What I meant to say when I started writing this was that I took a week off from the book and I’m ready to get back to it today. But I wanted to write about the mountain before I forgot, because my parents say the weirdest things and I don’t want to forget them. By them I mean their words, and them. 

I think I’ll hit the gym first, then start revising the book. I thought I’d be more productive just now. Or maybe moving forward doesn’t always look like moving forward, right?

Sunday, August 4, 2013

Making something out of nothing



Making something out of nothing. That’s the phrase that coursed through my brain yesterday, for the many, many minutes it took me to huff and puff through my eighteen-mile run.

The nothing part was my pre-run procrastination. The friend who was supporting my run – meeting me with water and Gatorade every few miles, came to my house right on time to find me still getting dressed, still figuring out my route, finishing my coffee, in short doing everything but warming up for my run.  The fact I wasn’t ready physically was a reflection of the fact that I wasn’t prepared mentally either, though obviously there was something working in some part of my brain prepping me and telling me it was time, because I finally got out the door.  I guess what I'm saying is that even in my nothingness there were the seeds of something. 

Mind and body finally met up. It just took ten miles of road for it to happen.  

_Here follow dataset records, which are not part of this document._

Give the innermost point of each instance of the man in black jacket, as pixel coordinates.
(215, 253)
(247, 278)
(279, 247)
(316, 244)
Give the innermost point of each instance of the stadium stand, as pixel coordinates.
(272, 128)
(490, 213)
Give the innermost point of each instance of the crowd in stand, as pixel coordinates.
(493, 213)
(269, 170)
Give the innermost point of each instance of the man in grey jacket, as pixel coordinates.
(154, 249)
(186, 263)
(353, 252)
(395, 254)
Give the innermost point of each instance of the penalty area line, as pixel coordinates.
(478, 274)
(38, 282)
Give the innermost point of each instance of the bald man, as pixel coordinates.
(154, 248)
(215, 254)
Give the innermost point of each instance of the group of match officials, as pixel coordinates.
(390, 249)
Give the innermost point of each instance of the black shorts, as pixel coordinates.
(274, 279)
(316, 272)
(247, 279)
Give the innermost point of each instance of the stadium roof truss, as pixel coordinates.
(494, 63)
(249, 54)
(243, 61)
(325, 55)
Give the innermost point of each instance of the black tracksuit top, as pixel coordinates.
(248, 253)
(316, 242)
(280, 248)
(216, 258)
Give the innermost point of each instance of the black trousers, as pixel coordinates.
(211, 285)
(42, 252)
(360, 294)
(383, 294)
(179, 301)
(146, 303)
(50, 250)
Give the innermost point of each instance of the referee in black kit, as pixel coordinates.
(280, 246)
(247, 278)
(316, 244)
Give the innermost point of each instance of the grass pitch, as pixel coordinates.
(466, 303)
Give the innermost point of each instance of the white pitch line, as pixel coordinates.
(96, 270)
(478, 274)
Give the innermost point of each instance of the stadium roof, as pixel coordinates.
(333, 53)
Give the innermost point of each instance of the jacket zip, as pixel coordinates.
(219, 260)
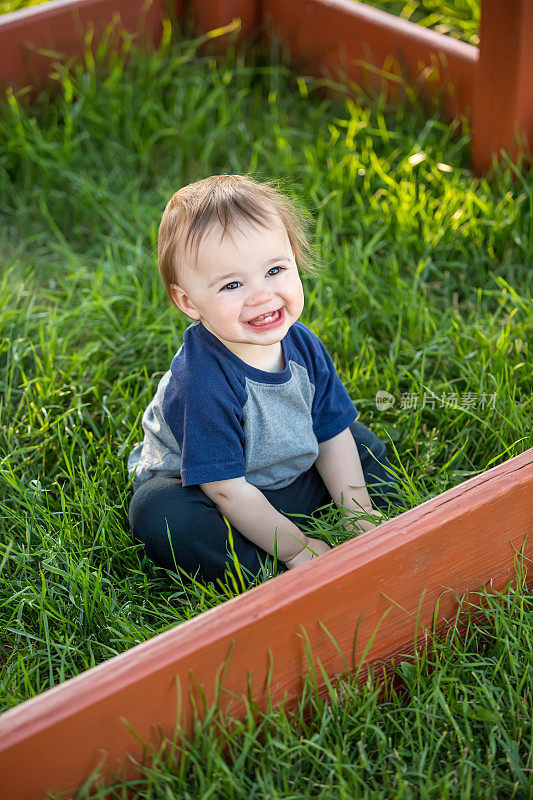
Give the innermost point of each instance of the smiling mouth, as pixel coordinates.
(265, 319)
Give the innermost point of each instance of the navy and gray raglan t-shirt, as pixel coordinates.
(215, 417)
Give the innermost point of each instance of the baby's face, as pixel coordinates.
(239, 278)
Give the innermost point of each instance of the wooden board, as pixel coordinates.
(412, 566)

There were other nothings before yesterday too. There was a lot of internal turmoil, maybe not a nothingness but certainly a quite unproductive something during most of my May “comeback” marathon, comeback in quotes because it was a tepid return, and tepid here is being kind, because I had a crampy run and a crappy attitude.   

There are good ways and bad ways to handle runs when you feel lousy. That particular day, I mostly forgot to be grateful and instead mostly focused on whining, forgetting that every step forward is always a good thing. 

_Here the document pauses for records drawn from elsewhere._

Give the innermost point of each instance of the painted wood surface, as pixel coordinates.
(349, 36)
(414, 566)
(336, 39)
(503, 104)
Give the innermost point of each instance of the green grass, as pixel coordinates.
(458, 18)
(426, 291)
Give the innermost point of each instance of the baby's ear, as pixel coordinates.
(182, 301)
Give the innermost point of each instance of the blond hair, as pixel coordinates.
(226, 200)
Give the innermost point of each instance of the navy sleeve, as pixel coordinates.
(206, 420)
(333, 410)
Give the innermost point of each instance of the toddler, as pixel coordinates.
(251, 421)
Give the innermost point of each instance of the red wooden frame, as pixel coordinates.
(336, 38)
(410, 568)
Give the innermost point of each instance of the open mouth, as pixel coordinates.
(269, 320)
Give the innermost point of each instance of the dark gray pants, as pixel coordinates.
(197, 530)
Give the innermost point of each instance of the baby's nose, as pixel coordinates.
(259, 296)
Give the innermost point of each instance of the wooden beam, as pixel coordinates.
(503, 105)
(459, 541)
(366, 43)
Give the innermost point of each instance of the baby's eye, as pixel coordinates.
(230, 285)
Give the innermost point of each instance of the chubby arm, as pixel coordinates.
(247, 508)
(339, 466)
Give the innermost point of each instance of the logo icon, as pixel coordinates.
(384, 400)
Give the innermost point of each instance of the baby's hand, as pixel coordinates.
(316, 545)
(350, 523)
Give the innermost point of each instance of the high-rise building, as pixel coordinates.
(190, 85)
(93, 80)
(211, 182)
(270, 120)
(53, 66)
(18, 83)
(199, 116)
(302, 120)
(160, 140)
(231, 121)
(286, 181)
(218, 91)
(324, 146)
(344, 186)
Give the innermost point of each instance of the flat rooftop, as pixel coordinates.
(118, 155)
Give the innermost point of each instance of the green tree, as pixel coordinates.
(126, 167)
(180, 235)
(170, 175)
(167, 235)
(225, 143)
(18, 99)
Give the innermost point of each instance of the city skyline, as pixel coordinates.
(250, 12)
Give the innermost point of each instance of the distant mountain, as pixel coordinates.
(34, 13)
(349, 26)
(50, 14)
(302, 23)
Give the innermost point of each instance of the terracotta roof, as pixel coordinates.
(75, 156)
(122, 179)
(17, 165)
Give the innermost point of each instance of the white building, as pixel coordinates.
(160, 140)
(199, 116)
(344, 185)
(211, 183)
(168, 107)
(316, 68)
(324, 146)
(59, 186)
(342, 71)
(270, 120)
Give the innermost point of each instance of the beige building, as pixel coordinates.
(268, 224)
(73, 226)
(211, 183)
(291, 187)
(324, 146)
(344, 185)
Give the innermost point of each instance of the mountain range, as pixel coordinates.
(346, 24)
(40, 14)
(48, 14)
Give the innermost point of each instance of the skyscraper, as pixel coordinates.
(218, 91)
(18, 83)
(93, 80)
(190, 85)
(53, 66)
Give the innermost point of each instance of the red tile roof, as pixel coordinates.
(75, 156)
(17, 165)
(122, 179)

Finishing was something else. I was so glad I’d taken those first steps. I was so happy when I was done.  
Gratitude, I find, is always the best way to get through tough times.

What we do, as runners, as parents, as children, as workers, as living breathing human beings is spend our time making something out of nothing. We start as blank canvases. What happens next – my take on things -- is largely a result of chance, along with some combination of nature and nurture.  I’m not sure which category dreams and hopes fit into. I’ll let the scientists and philosophers duke that one out. I just know dreaming and hoping, for me anyhow, is huge.

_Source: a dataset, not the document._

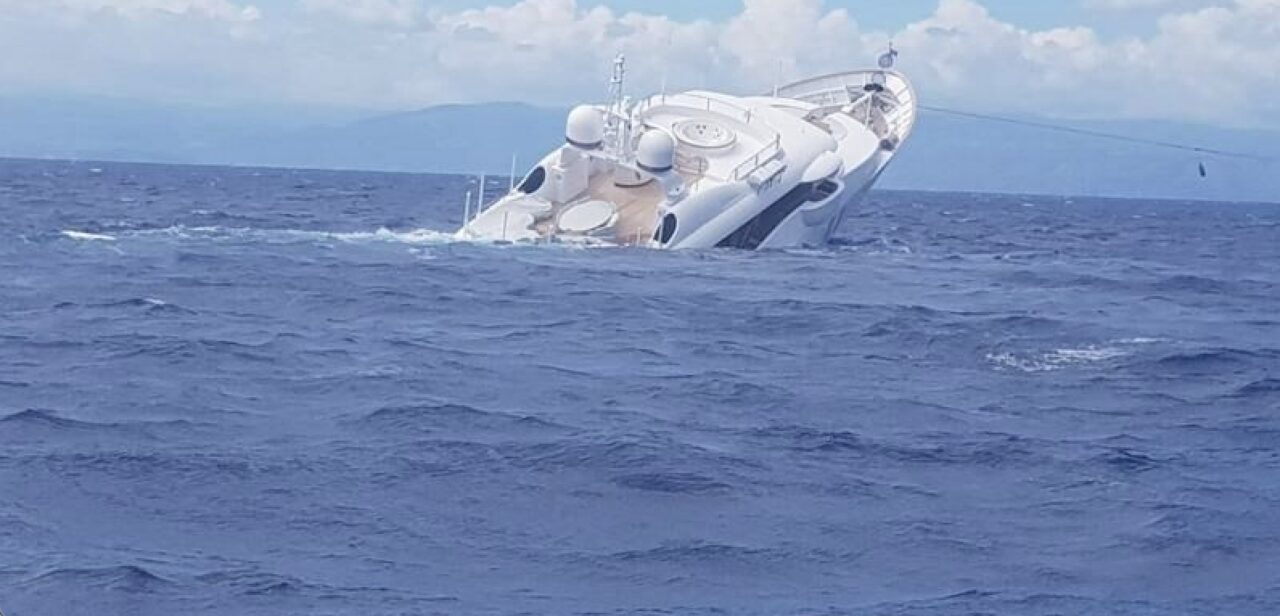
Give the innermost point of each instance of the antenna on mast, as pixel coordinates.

This weekend, I learned that a dear friend of my daughter’s decided it was time to end his life. A few days ago, he jumped off a bridge into a river. A bystander went in after him, but it was too late. The poor kid’s fall had already done irreparable damage to his system. He’s been in the ICU the last few days. This morning, his family is letting him go.

Just twelve hours before the jump, he visited with my daughter and a few other friends and co-workers. He hugged them and told them how much he loved them. He had a few drinks, and left a great tip. He said good-bye. No one thought anything in particular about his actions. He seemed happy. Everyone had a great time. No alarm bells went off.

Of course, now in retrospect, his loved ones are parsing his every move. What did we miss?  Was there anything we could have done?

I understand he was a pretty neat person. Aren’t most people, once you get to know them?

He emigrated here on his own from Europe seven years ago. He loved the United States and chose to make his home in our nation’s capital. He adopted a nickname that reflected his love of all things American. Texas Dave is what he liked to be called.

He was loved. He was admired. He wasn’t perfect. He had demons. Don’t we all.

Making something out of nothing pretty much sums up for me – today, what we do, as we make our journey from birth to death. 

If you’ve got a second or two, please keep Texas Dave – Dave Martin, and his family in your thoughts and prayers. I'm sure his friends, co-workers, the doctors and nurses who worked on him, and that remarkable stranger who rushed in to help, could use some kindness too. 

Kindness. That's a great word too. Right up there with up there with gratitude.